Officials had not released the conditions of the other injured people.
Barrett Robbins-Pianka, who lives about a mile away from the construction site and has monitored the project for years, said she was running outside and heard what she called "a tremendous boom."
"I thought it might be some test or something, but it was really loud, a definite explosion," she said.
Steve Clark, a resident of Middletown, said, "I felt the house shake. I thought a tree fell on the house."
Kleen Energy Systems LLC began construction on the plant in February, 2008. Work was 95 percent complete, Mayor Sebastian Giuliano said.
The firm had signed a capacity deal with Connecticut Light and Power for the electricity to be produced by the plant.
Energy Investors Funds, a private-equity fund that indirectly owns a majority share in the power plant, offered sympathy to the victims' families.
Connecticut Gov. M. Jodi Rell visited the scene yesterday after calling out a specialized search-and-rescue team.
Ms.

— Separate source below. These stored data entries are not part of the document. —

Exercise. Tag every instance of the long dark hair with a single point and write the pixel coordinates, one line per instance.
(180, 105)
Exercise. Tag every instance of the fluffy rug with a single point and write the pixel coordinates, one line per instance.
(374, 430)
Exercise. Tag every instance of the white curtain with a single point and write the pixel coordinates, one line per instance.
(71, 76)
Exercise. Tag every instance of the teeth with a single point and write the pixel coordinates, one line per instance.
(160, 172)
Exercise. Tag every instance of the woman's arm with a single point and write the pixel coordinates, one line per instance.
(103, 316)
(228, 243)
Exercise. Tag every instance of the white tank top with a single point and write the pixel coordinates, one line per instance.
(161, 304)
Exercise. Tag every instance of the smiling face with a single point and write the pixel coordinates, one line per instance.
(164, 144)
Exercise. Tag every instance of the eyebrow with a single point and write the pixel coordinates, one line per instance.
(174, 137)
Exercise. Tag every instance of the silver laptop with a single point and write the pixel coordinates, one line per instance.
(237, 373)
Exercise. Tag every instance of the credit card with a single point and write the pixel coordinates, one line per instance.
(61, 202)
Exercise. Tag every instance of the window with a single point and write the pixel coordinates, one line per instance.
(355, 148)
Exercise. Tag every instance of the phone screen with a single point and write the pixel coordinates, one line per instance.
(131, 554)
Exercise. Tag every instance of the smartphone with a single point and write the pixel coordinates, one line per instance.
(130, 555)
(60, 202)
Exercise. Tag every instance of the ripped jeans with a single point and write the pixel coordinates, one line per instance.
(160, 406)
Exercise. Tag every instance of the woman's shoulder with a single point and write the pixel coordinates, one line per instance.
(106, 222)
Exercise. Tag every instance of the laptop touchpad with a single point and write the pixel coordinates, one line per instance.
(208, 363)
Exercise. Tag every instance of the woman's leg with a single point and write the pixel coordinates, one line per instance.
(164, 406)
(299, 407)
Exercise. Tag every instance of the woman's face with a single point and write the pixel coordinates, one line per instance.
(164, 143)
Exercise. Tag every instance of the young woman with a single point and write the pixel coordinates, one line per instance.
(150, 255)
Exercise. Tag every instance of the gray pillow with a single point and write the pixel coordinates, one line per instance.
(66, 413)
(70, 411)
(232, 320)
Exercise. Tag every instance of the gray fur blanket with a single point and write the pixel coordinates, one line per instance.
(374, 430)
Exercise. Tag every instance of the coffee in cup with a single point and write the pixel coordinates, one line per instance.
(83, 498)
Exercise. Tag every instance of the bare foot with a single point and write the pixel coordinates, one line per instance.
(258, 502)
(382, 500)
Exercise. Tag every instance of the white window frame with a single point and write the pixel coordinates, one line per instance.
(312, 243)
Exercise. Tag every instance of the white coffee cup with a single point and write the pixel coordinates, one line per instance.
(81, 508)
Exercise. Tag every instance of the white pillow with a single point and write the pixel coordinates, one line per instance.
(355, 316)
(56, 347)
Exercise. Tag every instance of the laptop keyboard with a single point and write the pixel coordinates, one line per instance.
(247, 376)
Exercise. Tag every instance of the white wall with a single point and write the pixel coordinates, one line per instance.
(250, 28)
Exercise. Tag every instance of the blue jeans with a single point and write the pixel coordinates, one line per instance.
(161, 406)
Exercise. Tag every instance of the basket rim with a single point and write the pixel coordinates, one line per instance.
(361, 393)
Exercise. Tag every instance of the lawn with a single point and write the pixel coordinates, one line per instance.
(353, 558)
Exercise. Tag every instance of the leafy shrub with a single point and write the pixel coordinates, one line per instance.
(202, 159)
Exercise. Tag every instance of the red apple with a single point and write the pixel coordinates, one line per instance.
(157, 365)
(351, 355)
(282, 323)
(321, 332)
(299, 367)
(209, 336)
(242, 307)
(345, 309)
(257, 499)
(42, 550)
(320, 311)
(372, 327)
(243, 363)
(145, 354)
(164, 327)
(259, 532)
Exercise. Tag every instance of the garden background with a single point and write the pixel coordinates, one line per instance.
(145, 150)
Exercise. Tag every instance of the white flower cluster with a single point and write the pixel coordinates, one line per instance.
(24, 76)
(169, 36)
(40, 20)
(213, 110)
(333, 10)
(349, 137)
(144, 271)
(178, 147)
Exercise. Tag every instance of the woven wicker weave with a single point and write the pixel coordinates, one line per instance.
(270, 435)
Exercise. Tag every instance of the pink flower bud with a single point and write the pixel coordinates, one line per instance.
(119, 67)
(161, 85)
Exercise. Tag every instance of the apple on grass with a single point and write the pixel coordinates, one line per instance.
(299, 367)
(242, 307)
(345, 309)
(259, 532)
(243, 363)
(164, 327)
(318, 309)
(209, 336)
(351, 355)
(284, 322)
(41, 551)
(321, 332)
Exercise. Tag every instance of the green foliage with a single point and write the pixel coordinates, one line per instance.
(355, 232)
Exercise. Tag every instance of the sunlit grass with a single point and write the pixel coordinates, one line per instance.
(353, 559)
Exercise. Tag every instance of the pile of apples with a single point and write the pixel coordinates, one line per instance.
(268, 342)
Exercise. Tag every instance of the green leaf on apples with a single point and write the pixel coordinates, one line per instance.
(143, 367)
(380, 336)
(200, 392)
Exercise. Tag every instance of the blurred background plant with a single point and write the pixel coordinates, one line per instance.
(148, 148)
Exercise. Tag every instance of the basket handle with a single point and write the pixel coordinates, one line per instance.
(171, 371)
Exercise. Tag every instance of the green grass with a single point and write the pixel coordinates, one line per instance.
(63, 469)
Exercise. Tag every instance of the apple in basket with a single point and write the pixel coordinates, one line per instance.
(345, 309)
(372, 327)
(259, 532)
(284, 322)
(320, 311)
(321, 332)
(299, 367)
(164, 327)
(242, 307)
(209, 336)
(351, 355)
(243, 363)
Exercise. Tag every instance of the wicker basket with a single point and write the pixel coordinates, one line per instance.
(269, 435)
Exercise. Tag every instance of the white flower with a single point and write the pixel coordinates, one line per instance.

Rell announced last night that the state had imposed a temporary no-fly zone for a three-mile radius around the site, which she said was to ensure the safety of the search-and-rescue workers.
Daniel Horowitz, a spokesman with the U.S. Chemical Safety Board, said the agency is mobilizing an investigation team and hopes to have the workers on the scene today.
Safety board investigators have done extensive work on the issue of gas-line purging since an explosion last year at a Slim Jim factory in North Carolina killed four people.
They've identified other explosions caused by workers who were unsafely venting gas lines inside buildings.
The board voted last week to recommend that national and international code writers strengthen guidelines to require outdoor venting of gas lines or an approved safety plan to do it indoors.
The Middletown explosion is among the most serious in a year, Mr. Horowitz said last night.
He said investigators will look closely at whether the purging process contributed to the explosion.
"This is an issue the board is very concerned about," Mr. Horowitz said. "We don't know if there's any connection at this point."